不振に歯止めをかけるべく、7月に招へいされたのがOBの玉城良二監督だ。豊富な指導経験を持つ59歳は長野東高を率い、高校女子駅伝で2度の準優勝に導いた実績を誇る。「大学では新米監督ですよ」と謙遜しながらも、わずか3か月でチームをまとめ上げ、箱根駅伝予選会を6位で通過。73年連続で本大会の出場権をつかむと、すぐに表情を引き締めた。狙うのは3年ぶりのシード権獲得である。
「目標を達成するためには穴のない駅伝をするしかないです。特殊区間(山)でタイムを稼ぐ選手もいなければ、流れを大きく変えるような留学生エースもいません。一人でもミスをすれば難しくなります。スキをつくらないことです」
凡事徹底。競技面だけではなく、生活面からスキをなくすように心がけている。キャプテンの嶋野太海(4年)を中心に食事、睡眠、掃除など細かな点に気を配らせ、より規則正しい毎日を送るように指導。

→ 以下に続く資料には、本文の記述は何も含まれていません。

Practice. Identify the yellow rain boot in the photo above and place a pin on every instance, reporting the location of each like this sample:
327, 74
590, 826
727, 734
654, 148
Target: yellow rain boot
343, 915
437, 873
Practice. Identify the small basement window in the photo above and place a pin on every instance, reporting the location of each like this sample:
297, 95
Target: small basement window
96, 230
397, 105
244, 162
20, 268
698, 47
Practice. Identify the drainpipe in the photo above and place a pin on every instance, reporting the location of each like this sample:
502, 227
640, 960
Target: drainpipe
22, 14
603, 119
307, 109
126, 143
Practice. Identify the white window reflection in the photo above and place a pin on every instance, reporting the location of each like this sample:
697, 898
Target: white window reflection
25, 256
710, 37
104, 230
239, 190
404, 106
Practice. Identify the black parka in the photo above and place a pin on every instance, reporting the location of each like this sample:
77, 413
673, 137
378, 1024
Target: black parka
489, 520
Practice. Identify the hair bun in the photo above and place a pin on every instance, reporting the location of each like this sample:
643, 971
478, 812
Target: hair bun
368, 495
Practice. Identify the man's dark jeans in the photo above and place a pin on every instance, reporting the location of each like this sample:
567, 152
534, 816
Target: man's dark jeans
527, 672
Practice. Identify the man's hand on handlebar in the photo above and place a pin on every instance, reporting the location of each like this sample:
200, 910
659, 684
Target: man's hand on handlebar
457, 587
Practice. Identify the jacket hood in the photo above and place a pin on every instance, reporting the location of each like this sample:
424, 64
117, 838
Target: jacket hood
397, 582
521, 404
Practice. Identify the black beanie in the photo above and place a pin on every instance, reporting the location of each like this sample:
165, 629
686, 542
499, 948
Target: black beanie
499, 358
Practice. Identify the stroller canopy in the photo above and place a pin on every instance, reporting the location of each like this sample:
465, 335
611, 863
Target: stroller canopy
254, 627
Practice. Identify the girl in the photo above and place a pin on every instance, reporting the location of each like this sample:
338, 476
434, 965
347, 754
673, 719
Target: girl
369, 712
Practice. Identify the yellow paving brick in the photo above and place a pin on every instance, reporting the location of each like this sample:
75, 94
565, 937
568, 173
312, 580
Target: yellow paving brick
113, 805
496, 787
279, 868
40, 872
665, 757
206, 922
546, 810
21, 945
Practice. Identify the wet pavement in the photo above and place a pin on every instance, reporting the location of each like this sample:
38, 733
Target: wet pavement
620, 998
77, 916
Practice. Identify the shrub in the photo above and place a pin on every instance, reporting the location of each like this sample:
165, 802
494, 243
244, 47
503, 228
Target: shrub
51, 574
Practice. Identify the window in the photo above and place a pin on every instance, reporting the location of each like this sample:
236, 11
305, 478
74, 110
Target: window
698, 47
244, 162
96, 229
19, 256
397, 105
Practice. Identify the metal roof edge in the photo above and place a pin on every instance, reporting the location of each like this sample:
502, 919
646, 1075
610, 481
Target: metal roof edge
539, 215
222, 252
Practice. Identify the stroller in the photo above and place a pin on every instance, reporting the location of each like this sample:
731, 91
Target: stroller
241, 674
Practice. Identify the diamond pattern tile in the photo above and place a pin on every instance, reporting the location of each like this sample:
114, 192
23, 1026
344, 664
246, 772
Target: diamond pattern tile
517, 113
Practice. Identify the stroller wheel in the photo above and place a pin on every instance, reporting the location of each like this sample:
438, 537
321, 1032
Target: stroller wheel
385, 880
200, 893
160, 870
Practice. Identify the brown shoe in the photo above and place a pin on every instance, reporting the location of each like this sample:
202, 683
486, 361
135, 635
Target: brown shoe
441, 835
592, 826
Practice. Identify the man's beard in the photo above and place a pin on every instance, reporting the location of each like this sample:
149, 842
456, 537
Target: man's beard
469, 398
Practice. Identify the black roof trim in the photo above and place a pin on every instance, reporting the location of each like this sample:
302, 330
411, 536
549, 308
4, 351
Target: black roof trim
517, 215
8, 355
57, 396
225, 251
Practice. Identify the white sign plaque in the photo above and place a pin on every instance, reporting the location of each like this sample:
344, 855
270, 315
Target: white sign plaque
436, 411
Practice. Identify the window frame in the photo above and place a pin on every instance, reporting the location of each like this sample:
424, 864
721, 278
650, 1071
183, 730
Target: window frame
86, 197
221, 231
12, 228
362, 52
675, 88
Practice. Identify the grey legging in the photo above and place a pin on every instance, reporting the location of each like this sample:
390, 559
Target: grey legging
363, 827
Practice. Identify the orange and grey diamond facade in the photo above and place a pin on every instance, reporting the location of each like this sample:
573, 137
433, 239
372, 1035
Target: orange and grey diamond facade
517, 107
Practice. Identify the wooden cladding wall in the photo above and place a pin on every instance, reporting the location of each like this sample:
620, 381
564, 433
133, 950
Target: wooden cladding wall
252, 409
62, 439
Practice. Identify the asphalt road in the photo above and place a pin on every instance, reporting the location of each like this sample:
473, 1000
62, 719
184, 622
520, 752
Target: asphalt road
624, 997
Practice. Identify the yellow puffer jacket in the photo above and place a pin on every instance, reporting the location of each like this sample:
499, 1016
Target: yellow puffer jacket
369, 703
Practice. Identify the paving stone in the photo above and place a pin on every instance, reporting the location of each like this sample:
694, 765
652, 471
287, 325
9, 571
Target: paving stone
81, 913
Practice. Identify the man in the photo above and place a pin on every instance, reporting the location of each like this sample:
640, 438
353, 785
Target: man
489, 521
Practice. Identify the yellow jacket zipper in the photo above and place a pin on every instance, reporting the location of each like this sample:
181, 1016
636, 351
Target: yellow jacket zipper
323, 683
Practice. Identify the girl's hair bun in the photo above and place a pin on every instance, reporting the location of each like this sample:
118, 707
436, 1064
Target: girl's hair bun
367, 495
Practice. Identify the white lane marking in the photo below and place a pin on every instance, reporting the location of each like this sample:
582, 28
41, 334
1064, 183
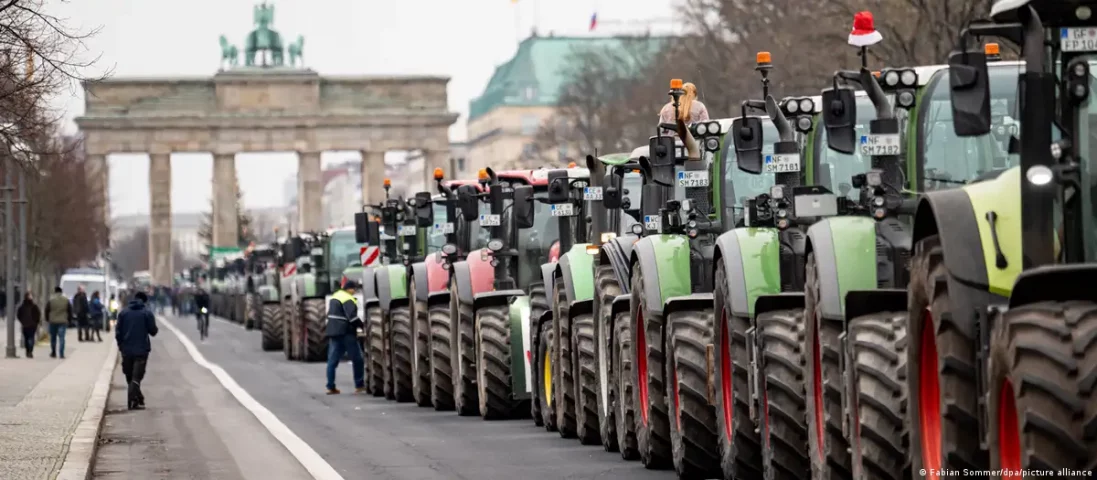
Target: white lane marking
308, 458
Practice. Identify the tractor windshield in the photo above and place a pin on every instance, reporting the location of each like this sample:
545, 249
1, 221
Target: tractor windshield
843, 166
741, 185
343, 251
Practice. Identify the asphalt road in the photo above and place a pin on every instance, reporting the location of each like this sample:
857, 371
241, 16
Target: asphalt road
361, 436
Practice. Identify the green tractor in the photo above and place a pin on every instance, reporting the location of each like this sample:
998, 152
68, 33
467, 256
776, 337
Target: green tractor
402, 237
1002, 308
488, 305
307, 286
263, 300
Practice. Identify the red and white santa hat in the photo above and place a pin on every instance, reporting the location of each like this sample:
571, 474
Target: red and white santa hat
864, 31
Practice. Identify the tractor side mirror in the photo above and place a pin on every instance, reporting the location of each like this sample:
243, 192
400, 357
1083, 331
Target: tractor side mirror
557, 186
970, 93
523, 205
423, 212
467, 202
748, 139
839, 115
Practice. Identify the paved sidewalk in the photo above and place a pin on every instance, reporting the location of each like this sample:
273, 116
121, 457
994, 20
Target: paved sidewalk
42, 403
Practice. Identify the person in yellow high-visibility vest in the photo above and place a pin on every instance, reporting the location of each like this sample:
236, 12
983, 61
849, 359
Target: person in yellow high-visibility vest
342, 336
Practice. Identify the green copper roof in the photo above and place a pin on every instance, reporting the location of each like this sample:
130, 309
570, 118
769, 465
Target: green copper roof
534, 76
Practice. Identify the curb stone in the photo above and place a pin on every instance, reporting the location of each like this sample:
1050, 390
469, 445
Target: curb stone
80, 454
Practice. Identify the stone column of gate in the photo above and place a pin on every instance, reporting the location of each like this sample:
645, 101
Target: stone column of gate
309, 192
225, 228
159, 231
373, 176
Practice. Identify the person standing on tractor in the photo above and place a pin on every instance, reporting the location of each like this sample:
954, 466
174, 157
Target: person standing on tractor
342, 339
690, 110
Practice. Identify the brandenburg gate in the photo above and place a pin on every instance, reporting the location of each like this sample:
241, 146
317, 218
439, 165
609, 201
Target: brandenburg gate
267, 104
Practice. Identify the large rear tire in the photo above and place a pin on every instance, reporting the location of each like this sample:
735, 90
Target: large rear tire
741, 455
420, 354
493, 363
879, 435
783, 402
1042, 373
586, 379
539, 305
399, 321
653, 429
374, 324
464, 379
606, 289
271, 328
441, 369
315, 319
694, 450
563, 363
829, 452
941, 357
624, 378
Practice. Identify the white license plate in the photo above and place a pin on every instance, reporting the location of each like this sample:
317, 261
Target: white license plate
781, 163
563, 209
693, 179
883, 144
1077, 40
653, 223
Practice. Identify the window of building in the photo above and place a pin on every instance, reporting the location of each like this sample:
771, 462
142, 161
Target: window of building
530, 124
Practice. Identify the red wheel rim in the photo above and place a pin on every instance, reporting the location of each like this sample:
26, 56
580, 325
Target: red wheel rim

決して強制しているわけではない。選手たちの自主性を重んじ、それぞれが自らを律するように促している。そのすべてが競技にもつながってくるからだ。
「箱根でカギを握る単独走がそうです。環境、状況に応じて、どのようなレース運びをするのかは、自分自身で判断しないといけません。前半に突っ込むのか、ペースを抑えるのか。普段の生活から自分の決めたことをきっちりできないと、駅伝でもその判断は下せないと思います」
「箱根が甘くないことは分かっている」
箱根駅伝では初めて運営管理車に乗るが、指示できることは限られているという。11月の全日本大学駅伝でもあらためて実感した。
「選手たちはレース中に監督から何を言われても、先頭を走っていれば気分がいいし、後ろを走り続けていれば苦しいもの。よっぽど勝負をあきらめかけたりすれば言いますが、基本的にマイクを通して大きな声を張り上げるつもりはないですね」
自身も現役時代に第60回大会の箱根駅伝に出場。4年時に10区で区間3位と好走し、準優勝に貢献した。それから実に37大会ぶりの箱根駅伝となる。指導者となったいまは自らの高ぶりよりも、日々の練習で選手たちの充実した表情を見ることに幸せを覚えている。
「箱根駅伝までの日々を大切にしています。しっかりとした準備を整え、本番を迎えたい。大会当日は楽しむ余裕などないでしょうからね。箱根がそれほど甘くないことは分かっています」
区間配置は昨季から指導している小野木俊コーチほかスタッフ、選手の希望を聞きながら、合議の上で戦略を立てていくという。